This month we're introducing another potential Mind & Body columnist, Dr. Victor Aquista, who is director of Pathways Integral Health & Wellness, LLC. and a founding member behind the Community Health Collaborative based in Palmer. His first column talks about the importance of getting that annual flu shot – and addresses the excuses we all have for avoiding this important health step.
Let me know what you think of his column by emailing me at debbieg@thereminder.com, or by dropping me a line at
PRIME Editor, 280 North Main St., East Longmeadow, MA. 01028.
Another section that proved popular in that survey is our Dining & Entertainment pages. This month we've expanded it to three pages, looping in our Happenings list, to include more information on things to see and do in the Valley.
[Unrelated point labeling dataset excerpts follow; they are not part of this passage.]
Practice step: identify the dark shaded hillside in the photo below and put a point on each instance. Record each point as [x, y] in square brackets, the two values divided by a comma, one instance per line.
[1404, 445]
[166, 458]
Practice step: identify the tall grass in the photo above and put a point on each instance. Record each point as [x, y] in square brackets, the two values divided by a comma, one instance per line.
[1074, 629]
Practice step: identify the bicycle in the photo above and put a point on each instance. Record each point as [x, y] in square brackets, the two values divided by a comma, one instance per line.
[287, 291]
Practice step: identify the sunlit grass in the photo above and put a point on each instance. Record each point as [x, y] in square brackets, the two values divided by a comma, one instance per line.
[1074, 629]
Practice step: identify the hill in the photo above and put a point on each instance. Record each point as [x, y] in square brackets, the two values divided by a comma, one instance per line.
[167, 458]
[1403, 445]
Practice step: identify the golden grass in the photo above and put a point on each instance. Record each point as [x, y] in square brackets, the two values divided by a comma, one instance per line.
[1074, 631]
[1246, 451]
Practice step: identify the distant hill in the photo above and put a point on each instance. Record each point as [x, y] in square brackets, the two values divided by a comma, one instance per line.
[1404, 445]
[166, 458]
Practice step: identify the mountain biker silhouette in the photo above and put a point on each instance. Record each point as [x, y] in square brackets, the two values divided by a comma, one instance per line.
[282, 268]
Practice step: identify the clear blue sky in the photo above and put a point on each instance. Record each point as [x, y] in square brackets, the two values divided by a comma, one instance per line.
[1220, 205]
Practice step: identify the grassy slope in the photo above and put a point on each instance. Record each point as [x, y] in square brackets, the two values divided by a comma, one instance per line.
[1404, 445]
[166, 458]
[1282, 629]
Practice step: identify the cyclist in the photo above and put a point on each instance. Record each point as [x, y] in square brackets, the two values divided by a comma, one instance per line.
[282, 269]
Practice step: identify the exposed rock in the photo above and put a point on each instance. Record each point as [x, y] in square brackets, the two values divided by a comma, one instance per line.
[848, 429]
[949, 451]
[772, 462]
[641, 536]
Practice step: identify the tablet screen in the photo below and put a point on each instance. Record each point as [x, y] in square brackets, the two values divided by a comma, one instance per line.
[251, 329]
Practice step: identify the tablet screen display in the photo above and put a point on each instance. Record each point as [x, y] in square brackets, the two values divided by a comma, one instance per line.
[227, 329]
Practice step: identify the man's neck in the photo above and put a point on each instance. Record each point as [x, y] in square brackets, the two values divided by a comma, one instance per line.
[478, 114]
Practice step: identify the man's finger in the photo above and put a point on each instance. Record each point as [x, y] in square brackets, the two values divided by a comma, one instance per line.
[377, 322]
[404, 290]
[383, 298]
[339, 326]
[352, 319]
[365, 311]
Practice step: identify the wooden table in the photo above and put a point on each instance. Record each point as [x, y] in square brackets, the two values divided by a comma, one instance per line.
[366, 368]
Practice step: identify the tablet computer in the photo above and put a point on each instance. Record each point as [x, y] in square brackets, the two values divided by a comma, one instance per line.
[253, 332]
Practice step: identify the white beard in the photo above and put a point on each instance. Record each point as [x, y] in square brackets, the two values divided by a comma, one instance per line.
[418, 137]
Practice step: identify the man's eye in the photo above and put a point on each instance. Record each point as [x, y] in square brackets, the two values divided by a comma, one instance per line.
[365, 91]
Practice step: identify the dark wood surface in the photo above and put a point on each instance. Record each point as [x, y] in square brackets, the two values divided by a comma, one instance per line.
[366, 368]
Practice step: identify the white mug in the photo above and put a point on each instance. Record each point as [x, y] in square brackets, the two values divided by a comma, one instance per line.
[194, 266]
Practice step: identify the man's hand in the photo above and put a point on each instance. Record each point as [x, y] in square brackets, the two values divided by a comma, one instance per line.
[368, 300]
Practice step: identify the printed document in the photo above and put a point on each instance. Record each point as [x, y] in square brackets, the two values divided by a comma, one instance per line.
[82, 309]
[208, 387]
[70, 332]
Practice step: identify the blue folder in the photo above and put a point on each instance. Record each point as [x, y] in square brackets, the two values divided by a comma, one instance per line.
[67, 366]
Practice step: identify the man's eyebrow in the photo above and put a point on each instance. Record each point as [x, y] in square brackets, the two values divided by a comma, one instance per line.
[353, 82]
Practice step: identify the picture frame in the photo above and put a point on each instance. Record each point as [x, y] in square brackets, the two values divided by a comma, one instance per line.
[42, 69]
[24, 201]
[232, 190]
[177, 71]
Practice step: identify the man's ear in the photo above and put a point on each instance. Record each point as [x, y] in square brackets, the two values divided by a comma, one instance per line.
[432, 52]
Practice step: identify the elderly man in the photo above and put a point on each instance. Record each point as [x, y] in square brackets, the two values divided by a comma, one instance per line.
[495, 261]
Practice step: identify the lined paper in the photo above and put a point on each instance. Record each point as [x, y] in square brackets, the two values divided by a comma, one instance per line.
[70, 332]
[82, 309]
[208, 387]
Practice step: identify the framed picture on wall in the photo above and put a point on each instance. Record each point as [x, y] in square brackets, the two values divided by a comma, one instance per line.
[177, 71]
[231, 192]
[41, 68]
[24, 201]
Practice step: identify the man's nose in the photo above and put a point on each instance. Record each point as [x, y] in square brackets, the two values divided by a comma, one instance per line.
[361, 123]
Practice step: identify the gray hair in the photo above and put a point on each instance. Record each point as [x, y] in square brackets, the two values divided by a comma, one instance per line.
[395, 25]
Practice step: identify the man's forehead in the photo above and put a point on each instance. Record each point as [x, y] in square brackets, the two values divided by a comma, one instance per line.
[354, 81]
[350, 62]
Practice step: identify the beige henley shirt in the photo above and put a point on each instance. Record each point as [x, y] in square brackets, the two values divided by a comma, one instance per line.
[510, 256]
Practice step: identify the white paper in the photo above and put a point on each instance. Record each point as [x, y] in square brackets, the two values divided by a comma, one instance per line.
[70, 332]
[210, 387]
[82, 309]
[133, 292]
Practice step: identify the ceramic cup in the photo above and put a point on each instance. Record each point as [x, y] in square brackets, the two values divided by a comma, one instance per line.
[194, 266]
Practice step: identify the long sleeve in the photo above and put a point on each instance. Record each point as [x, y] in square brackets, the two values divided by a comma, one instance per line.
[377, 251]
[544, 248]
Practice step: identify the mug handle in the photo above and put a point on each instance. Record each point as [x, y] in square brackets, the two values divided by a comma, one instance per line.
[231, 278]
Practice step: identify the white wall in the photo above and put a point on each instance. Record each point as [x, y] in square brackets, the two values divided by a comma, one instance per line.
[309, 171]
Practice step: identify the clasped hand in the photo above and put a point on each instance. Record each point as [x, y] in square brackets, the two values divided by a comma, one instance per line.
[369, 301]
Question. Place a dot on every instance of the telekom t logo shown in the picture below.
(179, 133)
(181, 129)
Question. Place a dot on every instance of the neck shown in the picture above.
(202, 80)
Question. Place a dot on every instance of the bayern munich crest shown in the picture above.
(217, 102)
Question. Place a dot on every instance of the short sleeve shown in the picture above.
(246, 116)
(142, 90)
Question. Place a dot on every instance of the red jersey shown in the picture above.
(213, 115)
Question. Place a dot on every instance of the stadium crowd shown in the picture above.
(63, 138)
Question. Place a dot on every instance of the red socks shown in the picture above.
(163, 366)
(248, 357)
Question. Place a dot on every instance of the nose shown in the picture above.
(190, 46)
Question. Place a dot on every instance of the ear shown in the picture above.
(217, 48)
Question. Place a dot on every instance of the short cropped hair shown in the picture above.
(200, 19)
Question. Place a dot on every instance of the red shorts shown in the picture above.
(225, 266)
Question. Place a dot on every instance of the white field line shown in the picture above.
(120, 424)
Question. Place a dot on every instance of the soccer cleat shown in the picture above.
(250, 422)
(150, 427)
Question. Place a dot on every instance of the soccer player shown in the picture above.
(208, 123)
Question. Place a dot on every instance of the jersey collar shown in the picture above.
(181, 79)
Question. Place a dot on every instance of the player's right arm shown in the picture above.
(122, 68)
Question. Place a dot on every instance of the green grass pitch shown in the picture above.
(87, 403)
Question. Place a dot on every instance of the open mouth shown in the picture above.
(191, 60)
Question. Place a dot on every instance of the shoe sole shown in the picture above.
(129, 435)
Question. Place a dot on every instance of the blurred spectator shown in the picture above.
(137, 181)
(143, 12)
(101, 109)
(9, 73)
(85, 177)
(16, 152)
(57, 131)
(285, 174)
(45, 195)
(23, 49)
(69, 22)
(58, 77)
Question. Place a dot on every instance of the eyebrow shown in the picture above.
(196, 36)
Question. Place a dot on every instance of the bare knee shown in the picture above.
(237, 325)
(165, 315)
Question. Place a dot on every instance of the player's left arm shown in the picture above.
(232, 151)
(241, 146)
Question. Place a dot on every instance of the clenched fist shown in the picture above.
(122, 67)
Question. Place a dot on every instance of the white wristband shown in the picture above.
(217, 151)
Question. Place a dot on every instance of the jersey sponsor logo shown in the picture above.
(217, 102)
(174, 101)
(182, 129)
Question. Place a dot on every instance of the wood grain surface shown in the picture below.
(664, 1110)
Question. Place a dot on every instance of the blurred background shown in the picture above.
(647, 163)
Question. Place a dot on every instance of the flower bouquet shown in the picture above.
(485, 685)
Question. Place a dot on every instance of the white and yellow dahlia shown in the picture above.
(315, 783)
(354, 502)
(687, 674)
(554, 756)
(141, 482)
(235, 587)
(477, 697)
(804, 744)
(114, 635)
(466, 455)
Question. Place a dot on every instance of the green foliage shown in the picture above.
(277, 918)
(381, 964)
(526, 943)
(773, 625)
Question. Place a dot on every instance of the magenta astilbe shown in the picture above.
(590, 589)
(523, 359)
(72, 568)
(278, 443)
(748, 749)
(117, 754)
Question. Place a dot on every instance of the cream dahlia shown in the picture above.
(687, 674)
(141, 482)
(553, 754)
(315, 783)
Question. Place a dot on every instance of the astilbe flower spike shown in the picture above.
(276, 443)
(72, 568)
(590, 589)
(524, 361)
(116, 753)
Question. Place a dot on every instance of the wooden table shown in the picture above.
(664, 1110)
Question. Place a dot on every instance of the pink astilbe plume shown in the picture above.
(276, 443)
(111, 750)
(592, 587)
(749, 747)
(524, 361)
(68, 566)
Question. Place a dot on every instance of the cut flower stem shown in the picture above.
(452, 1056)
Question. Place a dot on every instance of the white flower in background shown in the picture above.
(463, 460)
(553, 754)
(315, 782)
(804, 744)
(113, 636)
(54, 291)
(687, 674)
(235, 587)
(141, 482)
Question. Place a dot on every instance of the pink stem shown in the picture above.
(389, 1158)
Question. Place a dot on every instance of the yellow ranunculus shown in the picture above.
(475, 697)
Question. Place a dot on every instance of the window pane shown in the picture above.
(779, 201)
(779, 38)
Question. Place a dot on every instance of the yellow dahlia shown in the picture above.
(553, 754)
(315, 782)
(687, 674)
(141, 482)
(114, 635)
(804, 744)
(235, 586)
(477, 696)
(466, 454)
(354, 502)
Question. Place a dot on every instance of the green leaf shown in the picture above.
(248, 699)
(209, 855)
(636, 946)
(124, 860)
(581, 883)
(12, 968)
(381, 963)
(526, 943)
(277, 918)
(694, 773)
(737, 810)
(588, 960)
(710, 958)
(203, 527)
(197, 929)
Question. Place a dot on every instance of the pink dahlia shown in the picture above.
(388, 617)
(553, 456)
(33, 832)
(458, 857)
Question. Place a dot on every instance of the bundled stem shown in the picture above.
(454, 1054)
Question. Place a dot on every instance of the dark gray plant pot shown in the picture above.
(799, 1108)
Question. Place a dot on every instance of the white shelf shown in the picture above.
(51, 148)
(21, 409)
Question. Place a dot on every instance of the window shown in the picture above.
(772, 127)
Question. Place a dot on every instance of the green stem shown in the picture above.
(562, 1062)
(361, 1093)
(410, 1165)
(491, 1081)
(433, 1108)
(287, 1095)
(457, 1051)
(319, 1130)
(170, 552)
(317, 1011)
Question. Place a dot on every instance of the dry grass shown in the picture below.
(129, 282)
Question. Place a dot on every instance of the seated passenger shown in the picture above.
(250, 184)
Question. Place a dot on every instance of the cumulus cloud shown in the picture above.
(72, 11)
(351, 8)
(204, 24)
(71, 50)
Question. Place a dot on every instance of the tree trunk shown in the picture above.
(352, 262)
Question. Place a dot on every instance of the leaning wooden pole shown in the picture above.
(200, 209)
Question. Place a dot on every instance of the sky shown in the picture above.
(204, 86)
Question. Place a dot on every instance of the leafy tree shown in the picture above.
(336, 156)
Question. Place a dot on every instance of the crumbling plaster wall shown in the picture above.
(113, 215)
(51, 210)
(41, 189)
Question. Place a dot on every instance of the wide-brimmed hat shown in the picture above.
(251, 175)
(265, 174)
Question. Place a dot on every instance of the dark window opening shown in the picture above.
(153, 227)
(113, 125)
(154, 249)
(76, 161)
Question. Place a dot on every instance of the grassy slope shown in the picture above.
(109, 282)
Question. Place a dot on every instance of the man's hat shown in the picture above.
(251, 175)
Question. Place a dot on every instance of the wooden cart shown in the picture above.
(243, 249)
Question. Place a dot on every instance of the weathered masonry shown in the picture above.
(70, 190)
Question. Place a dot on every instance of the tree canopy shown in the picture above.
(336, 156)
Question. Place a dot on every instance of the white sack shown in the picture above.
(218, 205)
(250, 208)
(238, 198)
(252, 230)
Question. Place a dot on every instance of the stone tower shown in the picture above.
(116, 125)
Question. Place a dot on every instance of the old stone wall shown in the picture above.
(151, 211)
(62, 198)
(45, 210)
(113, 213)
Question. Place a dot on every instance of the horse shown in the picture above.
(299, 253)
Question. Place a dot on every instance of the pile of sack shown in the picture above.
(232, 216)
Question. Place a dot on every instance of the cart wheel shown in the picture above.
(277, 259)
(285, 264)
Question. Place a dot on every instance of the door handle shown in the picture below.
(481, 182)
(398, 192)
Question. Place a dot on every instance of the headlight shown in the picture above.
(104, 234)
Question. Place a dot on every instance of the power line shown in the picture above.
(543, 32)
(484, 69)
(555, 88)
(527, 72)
We're thinking of expanding the section even more in coming months, and would love your feedback on what else you'd like to see in these pages. Again, please drop me a line with your thoughts using the email or snail mail addresses listed previously in this column.
One of the most fun things about putting together this issue was looking back at some of our original issues, including the very first edition of Senior Prime Times. You'll find a reproduction of that cover, along with back-in-the-day advertising from some of the businesses that have allowed us to bring you PRIME every month since 1992, in a special 20th Anniversary salute on pages 14 and 15.
Please be sure to take a peek and, if you frequent those advertisers, please let them know you are a reader.
Speaking of PRIME's history, this month's feature story put me back in touch with someone I'd come to admire years ago when researching a previous story. York Mayo and I first met when he was executive director of Habitat for Humanity.
At the time his enthusiasm and drive to see the nonprofit agency that provides houses to individuals who might not be able to achieve their dream of home ownership grow and succeed truly impressed me.
He remembered me when I called – something that always flatters a journalist – and was genuinely pleased that I'd taken an interest in his latest project with his longtime friend, Bob Perry.
That endeavor – a scholarship program that is giving four local young men with promising high school or junior college achievement records but terrible life circumstances – a chance to attend college, struck me as the truest form of philanthropy. It's an investment in raw human potential.
I had an opportunity to visit with the four young men who are participating in what is now known as The Millbrook Scholarship Program, and cannot put into words how impressed I was with their appreciation for the opportunity to attend school, their dedication to their studies, their drive to achieve and moreover, their desire to someday be able to emulate their benefactors and give back to society.
The Millbrook Scholars are living proof that it is possible for dedicated people to make a real and lasting difference in another person's life.